Chip manufacturers have not been able to switch their wafer fabs off fast enough and excess semiconductor stockpiles in the global electronics supply chain are likely to nearly triple in the fourth quarter, according to market research company iSuppli Corp. (El Segundo, Calif.)
In the fourth quarter of 2008, excess semiconductor inventories could increase to $10.2 billion in value, up from $3.8 billion at the end of the third quarter. At the beginning of the dot.com bust, iSuppli measured $13.4 billion in excess inventory, which took two years to work down to manageable levels.
The current inventory build-up is due to a sudden collapse in demand at the end of Q3. The near-tripling of inventory is having an impact on semiconductor pricing, revenue and profitability and is likely to delay the semiconductor industry's recovery when demand rebounds, iSuppli said.
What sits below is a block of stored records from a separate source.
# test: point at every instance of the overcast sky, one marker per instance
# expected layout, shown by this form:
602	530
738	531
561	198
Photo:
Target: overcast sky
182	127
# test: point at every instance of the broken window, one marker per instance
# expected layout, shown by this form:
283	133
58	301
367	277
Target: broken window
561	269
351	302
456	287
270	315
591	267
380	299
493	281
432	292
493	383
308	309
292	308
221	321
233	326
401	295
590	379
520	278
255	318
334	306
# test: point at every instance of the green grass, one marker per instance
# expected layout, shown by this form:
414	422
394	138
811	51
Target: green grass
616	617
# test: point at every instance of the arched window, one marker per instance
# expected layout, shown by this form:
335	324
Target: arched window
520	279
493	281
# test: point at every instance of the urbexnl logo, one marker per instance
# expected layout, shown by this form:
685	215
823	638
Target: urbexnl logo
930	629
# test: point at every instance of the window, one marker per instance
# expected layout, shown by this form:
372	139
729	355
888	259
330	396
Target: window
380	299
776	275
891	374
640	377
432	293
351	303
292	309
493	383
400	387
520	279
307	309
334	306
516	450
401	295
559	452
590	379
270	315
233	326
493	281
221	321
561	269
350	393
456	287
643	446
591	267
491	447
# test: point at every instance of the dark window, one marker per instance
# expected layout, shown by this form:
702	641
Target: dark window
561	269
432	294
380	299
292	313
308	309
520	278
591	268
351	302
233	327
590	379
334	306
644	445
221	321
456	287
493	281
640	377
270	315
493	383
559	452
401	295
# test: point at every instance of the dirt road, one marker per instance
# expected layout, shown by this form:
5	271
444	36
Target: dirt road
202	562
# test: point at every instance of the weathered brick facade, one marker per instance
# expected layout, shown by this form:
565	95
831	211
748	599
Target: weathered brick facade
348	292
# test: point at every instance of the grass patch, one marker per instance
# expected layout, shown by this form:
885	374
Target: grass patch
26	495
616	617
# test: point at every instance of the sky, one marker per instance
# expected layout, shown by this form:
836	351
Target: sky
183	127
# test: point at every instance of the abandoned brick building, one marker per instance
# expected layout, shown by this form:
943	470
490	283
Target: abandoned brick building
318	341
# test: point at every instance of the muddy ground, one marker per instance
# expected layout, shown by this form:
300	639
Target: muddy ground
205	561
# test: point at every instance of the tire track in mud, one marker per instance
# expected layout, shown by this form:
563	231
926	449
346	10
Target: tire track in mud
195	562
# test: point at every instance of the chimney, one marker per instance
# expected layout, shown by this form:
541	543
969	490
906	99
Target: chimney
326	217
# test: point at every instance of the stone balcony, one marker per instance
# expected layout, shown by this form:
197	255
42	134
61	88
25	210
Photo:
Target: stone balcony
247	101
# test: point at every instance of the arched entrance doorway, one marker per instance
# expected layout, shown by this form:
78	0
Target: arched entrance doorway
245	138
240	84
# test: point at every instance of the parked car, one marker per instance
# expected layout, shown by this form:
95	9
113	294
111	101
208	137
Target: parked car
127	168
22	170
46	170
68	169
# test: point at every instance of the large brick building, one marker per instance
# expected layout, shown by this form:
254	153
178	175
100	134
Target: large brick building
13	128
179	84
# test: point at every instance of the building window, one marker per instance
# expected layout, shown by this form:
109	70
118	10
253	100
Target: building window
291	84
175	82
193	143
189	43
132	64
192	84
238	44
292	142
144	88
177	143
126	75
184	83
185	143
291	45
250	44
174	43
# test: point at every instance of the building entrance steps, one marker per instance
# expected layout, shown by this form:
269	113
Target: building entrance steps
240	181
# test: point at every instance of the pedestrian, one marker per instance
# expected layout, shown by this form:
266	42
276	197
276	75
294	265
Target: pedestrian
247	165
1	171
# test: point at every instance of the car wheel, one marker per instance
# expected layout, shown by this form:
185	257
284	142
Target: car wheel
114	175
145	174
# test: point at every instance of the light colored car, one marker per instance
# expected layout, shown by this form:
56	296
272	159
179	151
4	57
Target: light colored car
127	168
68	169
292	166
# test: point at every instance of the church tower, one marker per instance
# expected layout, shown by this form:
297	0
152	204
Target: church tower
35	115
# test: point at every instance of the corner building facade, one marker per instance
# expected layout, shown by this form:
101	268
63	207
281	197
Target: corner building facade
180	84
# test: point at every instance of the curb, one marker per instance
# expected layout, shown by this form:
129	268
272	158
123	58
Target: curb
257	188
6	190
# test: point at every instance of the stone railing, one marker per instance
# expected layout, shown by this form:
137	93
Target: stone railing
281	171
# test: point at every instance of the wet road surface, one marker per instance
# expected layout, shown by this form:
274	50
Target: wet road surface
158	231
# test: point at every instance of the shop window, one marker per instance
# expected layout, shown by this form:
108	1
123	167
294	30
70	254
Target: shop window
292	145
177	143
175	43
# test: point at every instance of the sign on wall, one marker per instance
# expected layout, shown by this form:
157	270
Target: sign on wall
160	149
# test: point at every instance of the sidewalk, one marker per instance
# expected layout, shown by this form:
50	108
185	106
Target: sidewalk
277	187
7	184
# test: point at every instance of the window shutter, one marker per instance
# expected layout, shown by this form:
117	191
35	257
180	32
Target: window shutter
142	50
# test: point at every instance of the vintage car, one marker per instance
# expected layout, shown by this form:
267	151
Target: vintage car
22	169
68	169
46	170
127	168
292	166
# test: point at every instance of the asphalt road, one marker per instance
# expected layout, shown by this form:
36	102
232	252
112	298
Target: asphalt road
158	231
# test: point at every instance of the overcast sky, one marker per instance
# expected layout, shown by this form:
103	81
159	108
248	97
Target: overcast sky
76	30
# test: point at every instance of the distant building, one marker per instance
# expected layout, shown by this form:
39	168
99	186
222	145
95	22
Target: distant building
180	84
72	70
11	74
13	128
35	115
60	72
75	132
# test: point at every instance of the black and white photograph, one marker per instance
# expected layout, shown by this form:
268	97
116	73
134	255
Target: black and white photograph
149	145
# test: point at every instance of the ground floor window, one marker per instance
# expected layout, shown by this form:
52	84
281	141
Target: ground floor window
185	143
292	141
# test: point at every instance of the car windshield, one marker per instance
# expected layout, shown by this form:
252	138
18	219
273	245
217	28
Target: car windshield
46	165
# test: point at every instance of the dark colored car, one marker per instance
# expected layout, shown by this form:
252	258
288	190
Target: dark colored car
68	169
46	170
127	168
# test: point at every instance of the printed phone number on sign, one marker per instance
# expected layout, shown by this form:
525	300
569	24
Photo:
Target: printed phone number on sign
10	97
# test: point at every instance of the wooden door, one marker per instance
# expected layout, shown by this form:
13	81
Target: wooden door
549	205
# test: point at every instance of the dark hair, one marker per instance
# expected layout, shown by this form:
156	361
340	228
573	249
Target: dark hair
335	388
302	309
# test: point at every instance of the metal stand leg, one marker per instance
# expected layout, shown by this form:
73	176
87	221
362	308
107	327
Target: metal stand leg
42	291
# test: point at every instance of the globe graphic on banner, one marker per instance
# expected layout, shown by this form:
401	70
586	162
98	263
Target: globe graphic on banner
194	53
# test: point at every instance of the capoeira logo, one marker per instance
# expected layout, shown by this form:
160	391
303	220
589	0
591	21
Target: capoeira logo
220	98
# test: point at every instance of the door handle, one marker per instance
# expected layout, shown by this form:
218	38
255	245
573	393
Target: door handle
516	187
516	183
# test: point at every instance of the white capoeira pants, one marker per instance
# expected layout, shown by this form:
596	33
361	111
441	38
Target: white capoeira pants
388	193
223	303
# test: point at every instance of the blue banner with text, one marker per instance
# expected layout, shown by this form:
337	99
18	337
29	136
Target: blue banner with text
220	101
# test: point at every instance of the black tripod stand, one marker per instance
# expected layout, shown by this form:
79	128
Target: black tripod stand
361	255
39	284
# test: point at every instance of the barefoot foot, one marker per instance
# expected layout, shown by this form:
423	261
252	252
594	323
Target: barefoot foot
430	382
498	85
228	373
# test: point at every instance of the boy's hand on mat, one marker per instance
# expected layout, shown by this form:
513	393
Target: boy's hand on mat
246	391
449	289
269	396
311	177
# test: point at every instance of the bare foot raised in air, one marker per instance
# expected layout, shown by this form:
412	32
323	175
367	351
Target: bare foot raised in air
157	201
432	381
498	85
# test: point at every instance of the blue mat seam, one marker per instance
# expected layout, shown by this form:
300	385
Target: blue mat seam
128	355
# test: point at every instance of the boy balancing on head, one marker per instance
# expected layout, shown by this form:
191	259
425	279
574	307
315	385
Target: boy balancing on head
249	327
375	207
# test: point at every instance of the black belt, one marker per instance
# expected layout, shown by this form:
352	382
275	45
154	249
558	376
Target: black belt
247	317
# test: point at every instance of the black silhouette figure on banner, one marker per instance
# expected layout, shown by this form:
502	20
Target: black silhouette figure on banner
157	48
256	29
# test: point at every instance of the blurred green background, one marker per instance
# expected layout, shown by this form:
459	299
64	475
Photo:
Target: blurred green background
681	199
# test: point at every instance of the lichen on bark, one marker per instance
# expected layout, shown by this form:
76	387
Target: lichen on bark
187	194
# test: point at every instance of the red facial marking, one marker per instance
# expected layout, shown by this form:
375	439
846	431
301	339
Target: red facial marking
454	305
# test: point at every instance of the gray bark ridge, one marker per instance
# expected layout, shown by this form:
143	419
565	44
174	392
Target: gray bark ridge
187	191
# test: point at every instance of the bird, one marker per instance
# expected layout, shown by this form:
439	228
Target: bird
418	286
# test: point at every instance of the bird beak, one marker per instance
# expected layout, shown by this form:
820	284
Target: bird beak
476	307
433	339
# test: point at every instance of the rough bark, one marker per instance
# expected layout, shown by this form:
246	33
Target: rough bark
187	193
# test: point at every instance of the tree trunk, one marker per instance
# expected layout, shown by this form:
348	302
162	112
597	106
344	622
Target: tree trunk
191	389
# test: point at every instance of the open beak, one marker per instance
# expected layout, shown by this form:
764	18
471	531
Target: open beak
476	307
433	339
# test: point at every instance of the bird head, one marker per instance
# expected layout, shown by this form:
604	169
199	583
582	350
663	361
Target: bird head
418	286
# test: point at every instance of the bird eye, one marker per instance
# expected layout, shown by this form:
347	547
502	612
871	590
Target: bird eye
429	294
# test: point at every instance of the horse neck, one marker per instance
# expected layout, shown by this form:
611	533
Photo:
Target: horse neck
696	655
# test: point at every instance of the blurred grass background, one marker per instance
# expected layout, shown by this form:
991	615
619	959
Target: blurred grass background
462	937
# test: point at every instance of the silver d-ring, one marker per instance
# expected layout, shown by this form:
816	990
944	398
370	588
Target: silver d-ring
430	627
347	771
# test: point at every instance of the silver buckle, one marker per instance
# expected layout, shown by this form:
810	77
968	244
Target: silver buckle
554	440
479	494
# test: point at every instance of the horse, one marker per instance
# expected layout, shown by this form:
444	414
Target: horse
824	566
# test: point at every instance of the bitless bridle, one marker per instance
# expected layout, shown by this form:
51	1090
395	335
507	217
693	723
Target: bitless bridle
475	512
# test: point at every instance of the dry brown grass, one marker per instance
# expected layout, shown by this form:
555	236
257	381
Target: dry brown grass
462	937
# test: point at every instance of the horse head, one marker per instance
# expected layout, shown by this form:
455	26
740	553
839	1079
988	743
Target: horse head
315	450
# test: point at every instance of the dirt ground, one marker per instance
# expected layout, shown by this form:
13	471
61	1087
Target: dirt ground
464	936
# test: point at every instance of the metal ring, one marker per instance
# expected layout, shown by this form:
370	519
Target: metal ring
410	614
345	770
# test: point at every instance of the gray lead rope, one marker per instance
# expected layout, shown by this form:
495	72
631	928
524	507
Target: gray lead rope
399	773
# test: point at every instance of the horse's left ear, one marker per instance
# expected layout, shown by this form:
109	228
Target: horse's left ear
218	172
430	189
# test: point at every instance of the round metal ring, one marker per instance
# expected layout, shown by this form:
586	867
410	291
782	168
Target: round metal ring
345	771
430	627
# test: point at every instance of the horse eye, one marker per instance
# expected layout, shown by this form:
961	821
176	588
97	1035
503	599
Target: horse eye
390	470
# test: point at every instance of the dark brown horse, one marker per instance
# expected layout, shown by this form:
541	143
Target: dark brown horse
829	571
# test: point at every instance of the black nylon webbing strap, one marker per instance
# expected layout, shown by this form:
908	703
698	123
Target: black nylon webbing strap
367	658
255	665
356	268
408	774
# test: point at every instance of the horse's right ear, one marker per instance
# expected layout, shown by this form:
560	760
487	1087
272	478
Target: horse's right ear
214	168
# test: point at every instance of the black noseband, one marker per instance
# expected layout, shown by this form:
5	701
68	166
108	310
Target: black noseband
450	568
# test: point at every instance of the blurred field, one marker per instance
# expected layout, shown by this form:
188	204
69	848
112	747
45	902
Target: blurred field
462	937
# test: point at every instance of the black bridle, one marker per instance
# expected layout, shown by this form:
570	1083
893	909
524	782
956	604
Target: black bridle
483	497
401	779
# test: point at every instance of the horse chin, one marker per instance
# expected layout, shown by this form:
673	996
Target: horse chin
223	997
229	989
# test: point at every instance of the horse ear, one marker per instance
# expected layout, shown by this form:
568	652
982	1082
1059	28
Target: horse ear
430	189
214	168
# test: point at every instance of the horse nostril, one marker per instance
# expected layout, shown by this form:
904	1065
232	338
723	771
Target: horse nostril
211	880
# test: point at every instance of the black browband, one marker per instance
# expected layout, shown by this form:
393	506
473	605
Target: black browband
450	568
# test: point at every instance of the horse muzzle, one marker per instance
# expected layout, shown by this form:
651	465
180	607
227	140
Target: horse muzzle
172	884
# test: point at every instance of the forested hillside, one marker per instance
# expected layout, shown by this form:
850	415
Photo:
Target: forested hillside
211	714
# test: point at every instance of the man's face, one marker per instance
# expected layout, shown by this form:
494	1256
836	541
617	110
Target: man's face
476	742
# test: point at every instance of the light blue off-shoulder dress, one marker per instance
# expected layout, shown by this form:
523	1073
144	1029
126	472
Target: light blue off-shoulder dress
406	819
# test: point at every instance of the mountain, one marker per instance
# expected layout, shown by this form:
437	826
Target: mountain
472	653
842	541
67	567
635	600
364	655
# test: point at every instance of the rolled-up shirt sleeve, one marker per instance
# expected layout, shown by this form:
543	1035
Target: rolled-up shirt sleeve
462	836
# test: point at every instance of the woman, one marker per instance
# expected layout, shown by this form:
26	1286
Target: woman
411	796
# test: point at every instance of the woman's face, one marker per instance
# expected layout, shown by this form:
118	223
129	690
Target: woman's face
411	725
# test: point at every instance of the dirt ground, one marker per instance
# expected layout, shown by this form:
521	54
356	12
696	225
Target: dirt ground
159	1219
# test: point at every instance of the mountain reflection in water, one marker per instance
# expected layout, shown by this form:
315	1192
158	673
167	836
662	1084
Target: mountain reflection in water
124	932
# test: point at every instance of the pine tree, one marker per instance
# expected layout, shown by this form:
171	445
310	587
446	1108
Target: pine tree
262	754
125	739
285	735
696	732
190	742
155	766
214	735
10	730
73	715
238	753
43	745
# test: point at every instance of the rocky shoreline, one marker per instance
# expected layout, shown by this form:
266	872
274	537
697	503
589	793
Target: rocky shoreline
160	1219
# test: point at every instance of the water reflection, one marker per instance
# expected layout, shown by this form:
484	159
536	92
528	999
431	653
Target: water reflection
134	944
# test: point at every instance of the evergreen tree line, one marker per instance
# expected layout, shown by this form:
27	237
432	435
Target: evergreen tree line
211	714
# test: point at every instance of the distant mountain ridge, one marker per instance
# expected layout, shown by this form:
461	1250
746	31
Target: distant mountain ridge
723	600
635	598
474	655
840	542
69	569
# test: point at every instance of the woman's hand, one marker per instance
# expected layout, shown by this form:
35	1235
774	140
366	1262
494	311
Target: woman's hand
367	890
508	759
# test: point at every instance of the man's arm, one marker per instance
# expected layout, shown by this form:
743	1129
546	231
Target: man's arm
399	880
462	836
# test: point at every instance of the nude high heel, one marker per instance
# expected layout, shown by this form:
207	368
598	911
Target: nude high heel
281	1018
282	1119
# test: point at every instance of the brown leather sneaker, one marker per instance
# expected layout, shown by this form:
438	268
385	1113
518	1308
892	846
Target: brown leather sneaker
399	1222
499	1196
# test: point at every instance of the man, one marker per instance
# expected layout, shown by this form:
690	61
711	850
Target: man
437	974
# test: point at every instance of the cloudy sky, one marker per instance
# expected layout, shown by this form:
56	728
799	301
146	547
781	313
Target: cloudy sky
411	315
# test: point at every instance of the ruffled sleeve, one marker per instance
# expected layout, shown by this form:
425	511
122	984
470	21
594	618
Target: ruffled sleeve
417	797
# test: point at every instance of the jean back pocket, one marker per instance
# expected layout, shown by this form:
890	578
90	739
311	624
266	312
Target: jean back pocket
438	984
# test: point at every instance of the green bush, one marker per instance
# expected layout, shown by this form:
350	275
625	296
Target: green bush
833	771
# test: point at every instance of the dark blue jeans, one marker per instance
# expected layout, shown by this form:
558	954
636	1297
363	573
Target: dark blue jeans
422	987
For most of the period since the dot-com recovery, more than 80 percent of excess semiconductor inventories have been on the shelves of chip suppliers. This is set to change in Q4, with $4.23 billion or 41.5 percent of the excess inventory now being held downstream of the semiconductor suppliers. This will result in at least 2 percent reduced semiconductor growth in 2009 that has not been factored into most people's forecasts, iSuppli said.
The near-tripling of excess semiconductor inventory throughout the electronics supply chain in the fourth quarter will significantly extend the time necessary for the semiconductor industry and contract manufacturers to benefit from any recovery in demand. It also will wipe out several additional percentage points of growth from the semiconductor industry in 2009.